Thursday 2 February 2012

PLAYING TO THE SCORE

At Pairs and teams scoring a Non-vulnerable game is worth 400/420. A Vulnerable game is worth 600/620. It follows that if you can somehow give away less than either of those two scores you will have returned an actual plus for your side. If the opponents contract to play 4 Hearts Vulnerable they will make 620. If your side is not vulnerable you can go 3 down doubled for a score of -500, an actual profit of 120. However - be careful. The loss of 500 is only worth it if the Vulnerable game can actually make! And even if it can, you must hold your losses to that -500 mark, as if you go down for -800, you just turned the loss from 620 to 800 instead. This is not good. Don' be fooled into thinking that all sacrifices are necessarily the correct thing to do. It is probably as true anything can be in this game that if you are the Vulnerable side and the opponents are Not Vulnerable, then to sacrifice is almost never the correct thing to do.

The crucial point I am making is that how far you bid will depend not just on what cards you hold, what partner bids and what the opponents do but also what the score is. This applies to all forms of the game - Rubber, Duplicate and Teams. This concept also applies to the part-score battle, when both side have roughly an even number of points. This is particularly true at Duplicate, rather less so at Teams or Rubber. The maths is the same: if they contract to make 2 Hearts for -110 to you, then you can go for -100 in 3 Clubs or Diamonds (say). This profit is so marginal that at teams scoring it is a flat board, but it's very important at Duplicate, where the size of the profit is not an issue. if you beat all the other pairs by 10 points, you get the same Matchpoints if you beat them all by 1000.

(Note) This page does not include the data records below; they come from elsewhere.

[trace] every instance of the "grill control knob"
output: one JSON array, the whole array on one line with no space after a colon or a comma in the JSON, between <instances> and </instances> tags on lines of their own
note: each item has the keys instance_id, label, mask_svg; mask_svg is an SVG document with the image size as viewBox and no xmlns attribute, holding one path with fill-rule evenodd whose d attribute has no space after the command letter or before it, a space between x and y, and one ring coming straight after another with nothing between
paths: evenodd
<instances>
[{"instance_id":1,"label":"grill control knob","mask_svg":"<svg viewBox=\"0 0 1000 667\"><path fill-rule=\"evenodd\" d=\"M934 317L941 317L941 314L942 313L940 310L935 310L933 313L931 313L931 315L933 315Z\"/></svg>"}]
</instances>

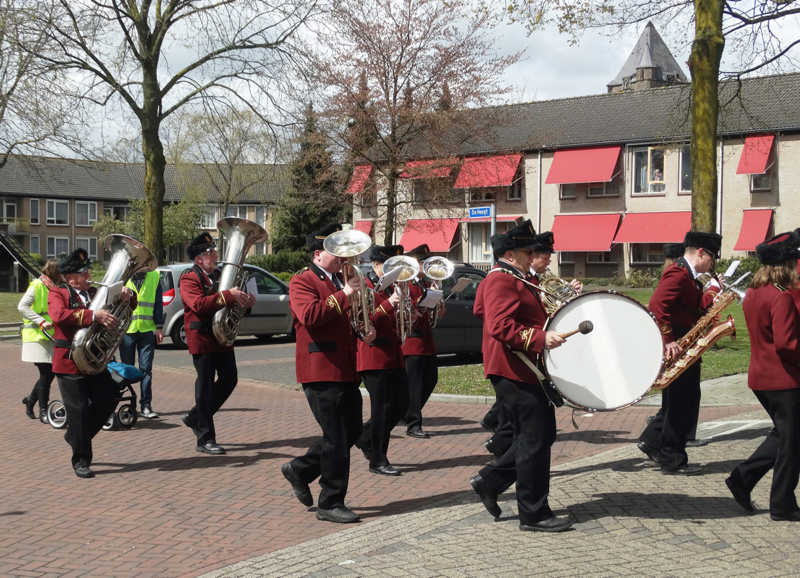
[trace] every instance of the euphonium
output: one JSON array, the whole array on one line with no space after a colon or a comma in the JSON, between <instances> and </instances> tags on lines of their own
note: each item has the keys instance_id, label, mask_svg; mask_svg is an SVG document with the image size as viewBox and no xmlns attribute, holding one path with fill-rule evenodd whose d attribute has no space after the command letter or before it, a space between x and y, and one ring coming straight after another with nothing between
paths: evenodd
<instances>
[{"instance_id":1,"label":"euphonium","mask_svg":"<svg viewBox=\"0 0 800 578\"><path fill-rule=\"evenodd\" d=\"M217 221L217 229L225 235L225 258L220 261L222 274L219 278L219 290L225 291L234 287L246 291L250 276L242 267L247 252L256 243L267 240L267 232L253 221L239 217L225 217ZM239 331L239 323L244 317L246 308L237 302L228 303L223 309L214 313L211 330L220 345L233 345Z\"/></svg>"},{"instance_id":2,"label":"euphonium","mask_svg":"<svg viewBox=\"0 0 800 578\"><path fill-rule=\"evenodd\" d=\"M132 312L128 301L117 296L111 304L106 305L108 287L115 283L124 285L134 273L152 271L157 265L150 249L131 237L109 235L104 245L112 253L111 261L103 280L97 283L100 288L89 304L89 310L108 310L119 323L116 329L108 329L95 321L75 334L72 360L81 372L88 375L97 375L106 368L131 324Z\"/></svg>"},{"instance_id":3,"label":"euphonium","mask_svg":"<svg viewBox=\"0 0 800 578\"><path fill-rule=\"evenodd\" d=\"M366 233L345 229L331 233L322 242L322 247L331 255L342 259L342 277L347 284L349 269L358 277L361 289L350 297L350 326L356 335L364 337L370 330L369 316L375 313L375 298L364 283L364 274L357 263L349 259L358 257L372 245L372 239Z\"/></svg>"},{"instance_id":4,"label":"euphonium","mask_svg":"<svg viewBox=\"0 0 800 578\"><path fill-rule=\"evenodd\" d=\"M397 314L395 315L397 323L397 338L400 343L406 342L406 335L411 333L411 292L408 289L408 284L416 279L419 275L419 263L413 257L406 255L397 255L389 257L383 264L383 274L391 272L393 269L401 267L403 269L400 277L397 278L395 288L400 294L400 302L397 304Z\"/></svg>"},{"instance_id":5,"label":"euphonium","mask_svg":"<svg viewBox=\"0 0 800 578\"><path fill-rule=\"evenodd\" d=\"M422 272L428 279L431 280L431 287L437 291L442 290L442 281L452 277L453 273L455 273L455 270L456 269L453 265L453 262L449 259L445 259L444 257L428 257L422 262ZM436 327L436 323L439 321L439 315L441 314L443 307L444 298L440 299L430 311L430 314L428 315L428 323L430 324L431 329Z\"/></svg>"},{"instance_id":6,"label":"euphonium","mask_svg":"<svg viewBox=\"0 0 800 578\"><path fill-rule=\"evenodd\" d=\"M545 270L544 274L542 274L539 279L539 287L542 289L542 303L547 315L551 317L564 303L578 295L572 285L566 280L553 275L550 269Z\"/></svg>"}]
</instances>

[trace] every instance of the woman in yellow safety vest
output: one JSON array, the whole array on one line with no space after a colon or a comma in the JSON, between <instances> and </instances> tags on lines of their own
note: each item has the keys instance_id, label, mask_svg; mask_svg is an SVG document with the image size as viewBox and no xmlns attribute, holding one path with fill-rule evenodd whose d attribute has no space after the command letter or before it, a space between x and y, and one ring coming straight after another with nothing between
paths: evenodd
<instances>
[{"instance_id":1,"label":"woman in yellow safety vest","mask_svg":"<svg viewBox=\"0 0 800 578\"><path fill-rule=\"evenodd\" d=\"M22 361L33 363L39 370L39 380L30 395L22 399L25 413L36 419L33 408L39 402L39 421L47 421L47 404L50 401L50 384L53 383L53 341L50 338L53 322L47 314L47 294L64 280L56 269L56 260L50 259L42 269L42 276L33 281L17 305L22 313ZM48 331L50 333L45 333Z\"/></svg>"}]
</instances>

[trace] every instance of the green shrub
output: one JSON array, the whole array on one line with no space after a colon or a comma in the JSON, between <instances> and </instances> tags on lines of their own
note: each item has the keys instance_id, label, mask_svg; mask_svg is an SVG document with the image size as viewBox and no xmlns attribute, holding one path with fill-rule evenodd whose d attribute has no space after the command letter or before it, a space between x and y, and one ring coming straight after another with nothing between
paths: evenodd
<instances>
[{"instance_id":1,"label":"green shrub","mask_svg":"<svg viewBox=\"0 0 800 578\"><path fill-rule=\"evenodd\" d=\"M624 277L585 277L581 280L584 285L596 285L598 287L624 287Z\"/></svg>"},{"instance_id":2,"label":"green shrub","mask_svg":"<svg viewBox=\"0 0 800 578\"><path fill-rule=\"evenodd\" d=\"M722 275L733 260L734 259L718 259L714 264L714 271L716 271L719 275ZM750 276L737 285L738 289L744 290L747 289L748 285L750 285L750 281L752 281L756 271L761 268L761 263L759 263L758 259L755 257L746 257L740 260L741 263L739 263L739 268L736 269L736 272L733 274L733 277L730 279L730 281L735 281L749 271Z\"/></svg>"},{"instance_id":3,"label":"green shrub","mask_svg":"<svg viewBox=\"0 0 800 578\"><path fill-rule=\"evenodd\" d=\"M261 267L277 275L278 273L297 273L309 263L308 251L278 251L273 255L253 255L245 263Z\"/></svg>"},{"instance_id":4,"label":"green shrub","mask_svg":"<svg viewBox=\"0 0 800 578\"><path fill-rule=\"evenodd\" d=\"M281 271L275 275L278 279L283 281L284 283L288 283L294 277L294 273L287 273L286 271Z\"/></svg>"},{"instance_id":5,"label":"green shrub","mask_svg":"<svg viewBox=\"0 0 800 578\"><path fill-rule=\"evenodd\" d=\"M661 277L661 268L658 269L636 269L630 272L625 279L625 287L643 289L653 287L658 284Z\"/></svg>"},{"instance_id":6,"label":"green shrub","mask_svg":"<svg viewBox=\"0 0 800 578\"><path fill-rule=\"evenodd\" d=\"M42 257L42 256L41 256L39 253L31 253L31 257L33 257L33 259L34 259L34 260L35 260L37 263L39 263L39 265L41 265L42 267L44 267L44 264L45 264L45 259L44 259L44 257Z\"/></svg>"}]
</instances>

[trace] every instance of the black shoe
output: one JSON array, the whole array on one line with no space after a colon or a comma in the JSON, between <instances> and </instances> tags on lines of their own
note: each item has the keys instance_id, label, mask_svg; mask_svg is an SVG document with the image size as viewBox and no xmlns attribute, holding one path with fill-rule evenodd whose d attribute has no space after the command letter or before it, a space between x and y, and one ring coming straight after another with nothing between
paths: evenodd
<instances>
[{"instance_id":1,"label":"black shoe","mask_svg":"<svg viewBox=\"0 0 800 578\"><path fill-rule=\"evenodd\" d=\"M36 405L36 402L31 401L31 398L26 395L22 398L22 405L25 406L25 415L31 419L36 419L36 414L33 413L33 407Z\"/></svg>"},{"instance_id":2,"label":"black shoe","mask_svg":"<svg viewBox=\"0 0 800 578\"><path fill-rule=\"evenodd\" d=\"M384 475L384 476L399 476L400 475L400 470L396 470L391 465L388 465L388 464L385 465L385 466L375 466L375 467L370 466L369 471L370 471L370 473L381 474L381 475Z\"/></svg>"},{"instance_id":3,"label":"black shoe","mask_svg":"<svg viewBox=\"0 0 800 578\"><path fill-rule=\"evenodd\" d=\"M563 532L570 528L572 528L572 520L569 518L556 518L555 516L541 522L519 525L519 529L523 532Z\"/></svg>"},{"instance_id":4,"label":"black shoe","mask_svg":"<svg viewBox=\"0 0 800 578\"><path fill-rule=\"evenodd\" d=\"M639 450L642 451L648 458L650 458L650 461L661 464L661 452L656 448L649 446L644 442L639 442L636 444L636 447L639 448Z\"/></svg>"},{"instance_id":5,"label":"black shoe","mask_svg":"<svg viewBox=\"0 0 800 578\"><path fill-rule=\"evenodd\" d=\"M310 508L314 505L314 498L311 496L311 488L300 479L300 476L292 469L292 464L285 463L281 466L283 477L291 484L294 496L300 500L305 507Z\"/></svg>"},{"instance_id":6,"label":"black shoe","mask_svg":"<svg viewBox=\"0 0 800 578\"><path fill-rule=\"evenodd\" d=\"M800 522L800 510L791 514L770 514L773 522Z\"/></svg>"},{"instance_id":7,"label":"black shoe","mask_svg":"<svg viewBox=\"0 0 800 578\"><path fill-rule=\"evenodd\" d=\"M47 410L39 411L39 421L50 425L50 420L47 419Z\"/></svg>"},{"instance_id":8,"label":"black shoe","mask_svg":"<svg viewBox=\"0 0 800 578\"><path fill-rule=\"evenodd\" d=\"M69 438L67 437L67 432L64 432L64 441L67 442L67 445L69 445L69 447L72 447L72 442L69 441Z\"/></svg>"},{"instance_id":9,"label":"black shoe","mask_svg":"<svg viewBox=\"0 0 800 578\"><path fill-rule=\"evenodd\" d=\"M431 434L429 434L428 432L426 432L422 428L408 430L406 432L406 435L407 436L411 436L412 438L421 438L421 439L427 439L427 438L431 437Z\"/></svg>"},{"instance_id":10,"label":"black shoe","mask_svg":"<svg viewBox=\"0 0 800 578\"><path fill-rule=\"evenodd\" d=\"M494 435L494 434L496 434L496 433L497 433L497 428L493 428L492 426L490 426L490 425L489 425L488 423L486 423L485 421L481 420L481 421L479 421L478 423L479 423L479 424L481 424L481 427L482 427L483 429L485 429L486 431L490 431L490 432L492 432L492 435Z\"/></svg>"},{"instance_id":11,"label":"black shoe","mask_svg":"<svg viewBox=\"0 0 800 578\"><path fill-rule=\"evenodd\" d=\"M212 456L221 456L225 453L225 448L218 446L214 440L208 440L204 445L197 446L197 451L201 454L211 454Z\"/></svg>"},{"instance_id":12,"label":"black shoe","mask_svg":"<svg viewBox=\"0 0 800 578\"><path fill-rule=\"evenodd\" d=\"M475 490L475 493L478 494L486 511L495 518L499 518L503 510L497 505L497 492L486 483L480 474L470 478L469 484L472 486L472 489Z\"/></svg>"},{"instance_id":13,"label":"black shoe","mask_svg":"<svg viewBox=\"0 0 800 578\"><path fill-rule=\"evenodd\" d=\"M728 476L728 478L725 480L725 485L728 486L728 489L731 491L731 494L733 494L733 499L736 500L737 504L739 504L748 512L753 511L753 502L750 501L750 492L747 491L747 488L735 480L733 476Z\"/></svg>"},{"instance_id":14,"label":"black shoe","mask_svg":"<svg viewBox=\"0 0 800 578\"><path fill-rule=\"evenodd\" d=\"M358 442L356 442L355 446L358 449L361 450L362 454L364 454L364 459L365 460L371 460L372 459L372 448L371 447L362 445L362 444L360 444Z\"/></svg>"},{"instance_id":15,"label":"black shoe","mask_svg":"<svg viewBox=\"0 0 800 578\"><path fill-rule=\"evenodd\" d=\"M497 459L497 460L502 458L503 454L505 453L500 448L498 448L496 445L494 445L494 442L491 439L486 440L483 443L483 447L485 447L486 451L489 452L490 454L492 454L495 457L495 459Z\"/></svg>"},{"instance_id":16,"label":"black shoe","mask_svg":"<svg viewBox=\"0 0 800 578\"><path fill-rule=\"evenodd\" d=\"M75 468L75 475L79 478L93 478L94 472L89 469L89 466L79 465Z\"/></svg>"},{"instance_id":17,"label":"black shoe","mask_svg":"<svg viewBox=\"0 0 800 578\"><path fill-rule=\"evenodd\" d=\"M703 473L700 466L683 466L682 468L665 468L662 466L661 473L665 476L699 476Z\"/></svg>"},{"instance_id":18,"label":"black shoe","mask_svg":"<svg viewBox=\"0 0 800 578\"><path fill-rule=\"evenodd\" d=\"M708 440L686 440L687 448L701 448L708 445Z\"/></svg>"},{"instance_id":19,"label":"black shoe","mask_svg":"<svg viewBox=\"0 0 800 578\"><path fill-rule=\"evenodd\" d=\"M336 522L337 524L353 524L355 522L360 522L361 518L350 508L340 506L331 510L317 508L317 520Z\"/></svg>"},{"instance_id":20,"label":"black shoe","mask_svg":"<svg viewBox=\"0 0 800 578\"><path fill-rule=\"evenodd\" d=\"M650 425L651 423L653 423L653 420L654 420L654 419L656 419L656 416L654 416L654 415L648 415L646 418L644 418L644 423L645 423L646 425Z\"/></svg>"},{"instance_id":21,"label":"black shoe","mask_svg":"<svg viewBox=\"0 0 800 578\"><path fill-rule=\"evenodd\" d=\"M185 413L181 416L181 421L186 427L192 428L195 436L200 437L200 428L197 427L197 422L192 419L192 416Z\"/></svg>"}]
</instances>

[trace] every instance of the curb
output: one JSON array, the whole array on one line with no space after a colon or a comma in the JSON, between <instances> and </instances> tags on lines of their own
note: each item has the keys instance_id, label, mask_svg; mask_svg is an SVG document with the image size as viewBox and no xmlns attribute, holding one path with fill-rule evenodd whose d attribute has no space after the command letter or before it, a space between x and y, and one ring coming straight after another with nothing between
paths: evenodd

However - Rubber Bridge players should beware the siren song of the sacrifice. Do not be lured unthinkingly to those rocky rocks. Let us assume a rubber score where you are not Vulnerable, but they are Game and 60. If they get this game they get a 700 rubber plus their Game and overtrick scores and any other scores above the line you might have gifted them on the way. So. Thinks. If we can sacrifice for anything less than 700, you think, apparently rationally, then we are quids in. WRONG. Ok let's say you duly sacrifice in this dubious enterprise and go for -300. Aha! you might think, saved 400! WRONG. The reason is that when the dust has finally settled they will STILL be Game and 60 and will gratefully receive the 300 you just donated to them. Now, having invested that 300 in trying to save the rubber, will you now protect your investment by sacrificing again and again until you finally do get a game? And how will you feel if, in this extended rubber, your opponents find a slam, thus giving them another 1000+ points into the bargain? Initially you were worried about chalking up a -900 rubber but now you find yourself scoring about -3000 instead. The way to avoid this common pitfall is to know when to give up. Minimise your losses by getting out of the rubber as cheaply as possible and move on to the next when hopefully your luck will change. Do not flog dead horses. Cut and run.


This is why - before you even look at your cards - you must check the vulnerability. Your cards don't really matter. The Vulnerability is utterly crucial.